Final answer:
To design a 2nd order Butterworth High Pass Filter (HPF) with a cutoff frequency of 1000 Hz and a gain of 1, the transfer function is H(s) = (2000π)² / (s² + (2000π/Q)s + (2000π)²). the Bode plots for the magnitude and phase of the frequency response function can be plotted by substituting the complex frequency variable s with jω.
Step-by-step explanation:
In order to design a 2nd order Butterworth High Pass Filter (HPF) with a cutoff frequency of 1000 Hz and a gain of 1, we can start by finding the transfer function. the transfer function of a 2nd order Butterworth HPF is given by:
H(s) = ω² / (s² + ω/Qs + ω²)
Where ω is the cutoff frequency in radians per second, s is the complex frequency variable, and Q is the quality factor.
In this case, ω = 2πf = 2π(1000) = 2000π rad/s.
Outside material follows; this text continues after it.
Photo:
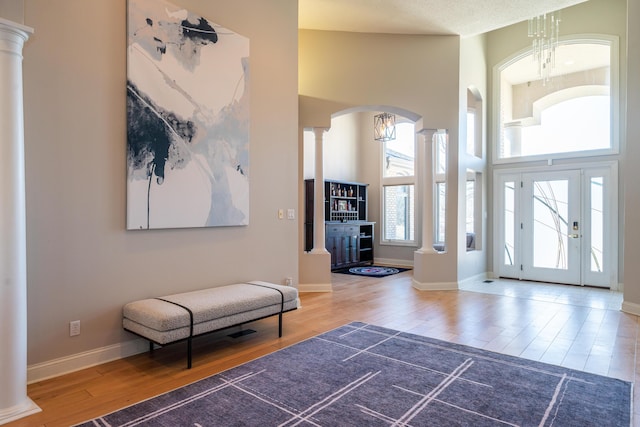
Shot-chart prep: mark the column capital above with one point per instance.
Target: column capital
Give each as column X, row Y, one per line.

Since the gain is 1, Q can be calculated as Q = 1 / √2.
Substituting the values into the transfer function equation, we get:
H(s) = (2000π)² / (s² + (2000π/Q)s + (2000π)²)
To plot the Bode plots for the magnitude and phase of the frequency response function, we can substitute the complex frequency variable s with jω. The magnitude plot will show us the gain of the filter at different frequencies, and the phase plot will show us the phase shift introduced by the filter at different frequencies.